Ercan Özkan ile Sinemanın Büyülü Dünyasında Bir Bakış
Bugün, Türkiye'nin önde gelen görüntü yönetmenlerinden biri olan Ercan Özkan ile bir aradayız. Kendisine savaş sahnelerinden, film yapımına, hatta en sevdiği yönetmenden hangi filmi tercih edeceğine kadar pek çok konuda sorular yönelttik. İşte keyifli söyleşimiz:
- Ercan Bey, hoş geldiniz. Kısaca kendinizi tanıtır mısınız?
Ercan Özkan: Merhaba ben Ercan Özkan, 15 seneyi aşkın bir süredir görüntü yönetmeniyim. Asistanlık ve daha öncesiyle birlikte 32, 33 senedir de sektör içindeyim. Daha çok drama, dizi yapıyorum, film yapıyorum.
- Öncelikle Mohaç Savaşı'ndan başlayalım. 15 gün boyunca Edirne'de ovanın ortasında çekim yapmak nasıl bir deneyimdi?
Ercan Özkan: Merhaba, çok teşekkür ederim. Mohaç savaşı çekmek gerçekten büyük bir deneyimdi. 15 gün boyunca ovanın ortasında çalıştık. Özellikle kalabalık sahneler ve savaş rekreasyonları oldukça zorlayıcıydı.
- Antalya Film Festivali'nde iki farklı filmle temsil edildiniz. Bu iki film arasındaki farklar nelerdi?

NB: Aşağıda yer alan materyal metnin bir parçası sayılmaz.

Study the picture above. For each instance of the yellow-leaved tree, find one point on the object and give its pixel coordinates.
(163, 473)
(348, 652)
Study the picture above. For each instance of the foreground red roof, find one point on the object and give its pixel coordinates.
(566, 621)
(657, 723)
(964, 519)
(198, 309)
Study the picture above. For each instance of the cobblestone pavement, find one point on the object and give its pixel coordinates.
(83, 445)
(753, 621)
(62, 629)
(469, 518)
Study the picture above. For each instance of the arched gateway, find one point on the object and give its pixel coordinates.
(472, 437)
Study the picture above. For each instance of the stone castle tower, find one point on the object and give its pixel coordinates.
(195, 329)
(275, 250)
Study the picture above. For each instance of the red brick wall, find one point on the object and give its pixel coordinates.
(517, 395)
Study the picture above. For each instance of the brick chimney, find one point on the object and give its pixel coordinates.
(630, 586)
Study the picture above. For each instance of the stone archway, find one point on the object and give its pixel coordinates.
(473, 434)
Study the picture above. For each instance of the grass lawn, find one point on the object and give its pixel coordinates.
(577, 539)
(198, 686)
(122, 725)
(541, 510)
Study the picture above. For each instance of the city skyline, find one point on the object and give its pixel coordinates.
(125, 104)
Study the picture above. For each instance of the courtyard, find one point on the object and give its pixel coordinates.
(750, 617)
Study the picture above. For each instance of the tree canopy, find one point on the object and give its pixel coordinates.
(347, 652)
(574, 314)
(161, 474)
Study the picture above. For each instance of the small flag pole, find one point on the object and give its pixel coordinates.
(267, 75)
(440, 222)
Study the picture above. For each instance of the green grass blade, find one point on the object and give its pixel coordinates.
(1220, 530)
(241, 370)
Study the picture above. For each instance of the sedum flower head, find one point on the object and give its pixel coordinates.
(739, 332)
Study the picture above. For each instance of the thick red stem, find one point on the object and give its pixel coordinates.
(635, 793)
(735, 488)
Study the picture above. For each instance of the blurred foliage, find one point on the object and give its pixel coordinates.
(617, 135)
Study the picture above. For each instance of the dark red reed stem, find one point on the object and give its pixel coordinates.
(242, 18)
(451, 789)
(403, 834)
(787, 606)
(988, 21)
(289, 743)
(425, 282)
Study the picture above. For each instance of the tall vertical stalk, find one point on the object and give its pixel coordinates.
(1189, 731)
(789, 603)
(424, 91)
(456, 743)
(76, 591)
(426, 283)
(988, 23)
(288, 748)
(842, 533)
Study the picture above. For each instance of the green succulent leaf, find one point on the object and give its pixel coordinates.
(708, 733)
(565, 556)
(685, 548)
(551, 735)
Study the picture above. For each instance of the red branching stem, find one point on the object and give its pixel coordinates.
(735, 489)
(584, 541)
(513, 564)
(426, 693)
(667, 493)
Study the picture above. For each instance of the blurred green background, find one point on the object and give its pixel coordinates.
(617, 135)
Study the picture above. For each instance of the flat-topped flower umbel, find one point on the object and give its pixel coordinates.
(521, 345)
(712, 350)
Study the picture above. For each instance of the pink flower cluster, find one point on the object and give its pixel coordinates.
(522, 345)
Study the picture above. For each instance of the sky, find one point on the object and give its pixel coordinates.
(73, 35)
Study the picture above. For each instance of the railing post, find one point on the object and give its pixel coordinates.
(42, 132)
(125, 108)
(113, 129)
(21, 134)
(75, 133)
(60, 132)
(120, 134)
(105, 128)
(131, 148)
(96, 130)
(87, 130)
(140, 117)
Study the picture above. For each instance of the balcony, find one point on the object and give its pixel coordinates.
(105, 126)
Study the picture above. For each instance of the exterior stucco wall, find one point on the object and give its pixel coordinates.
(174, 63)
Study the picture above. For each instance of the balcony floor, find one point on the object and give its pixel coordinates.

Ercan Özkan: Evet, iki film de oldukça farklı türlerdeydi. İkisi de görsel açıdan farklı bir yaklaşım gerektiriyordu. Bir film dramatik bir hikayeyi anlatırken, diğeri daha farklı bir türü temsil ediyordu. Her iki filmde de görüntü yönetmeni olarak görev aldım ve her birinin kendi özel gereksinimleri vardı.
- Peki, görüntü yönetmeninin sorumlulukları hakkında biraz daha konuşabilir misiniz?
Ercan Özkan: Görüntü yönetmeninin temel sorumluluğu, teknik anlamda görüntünün kalitesini sağlamaktır. Bununla birlikte, bir film veya dizi çekiminde tüm görsel malzemeden sorumlu bir kişidir. Sanat yönetmeni ve yönetmenle işbirliği yaparak film veya dizinin estetik görünümünü oluşturur.
- Yapımda storyboard çiziminin gerekliliği hakkında ne düşünüyorsunuz?
Ercan Özkan: Storyboard çizimi yapımın türüne ve ölçeğine bağlı olarak değişebilir. Reklamlarda sıklıkla kullanılır ve detaylı sahnelerin planlanmasına yardımcı olabilir. Dizilerde ise hızlı iş temposu nedeniyle storyboard çizimi daha az kullanılır. Herhangi bir işte kullanılıp kullanılmayacağı, yapım ekibinin tercihlerine bağlıdır.
- Renk düzeltme (color correction) neden bu kadar önemli ve Türkiye'nin bu konudaki pozisyonu nedir?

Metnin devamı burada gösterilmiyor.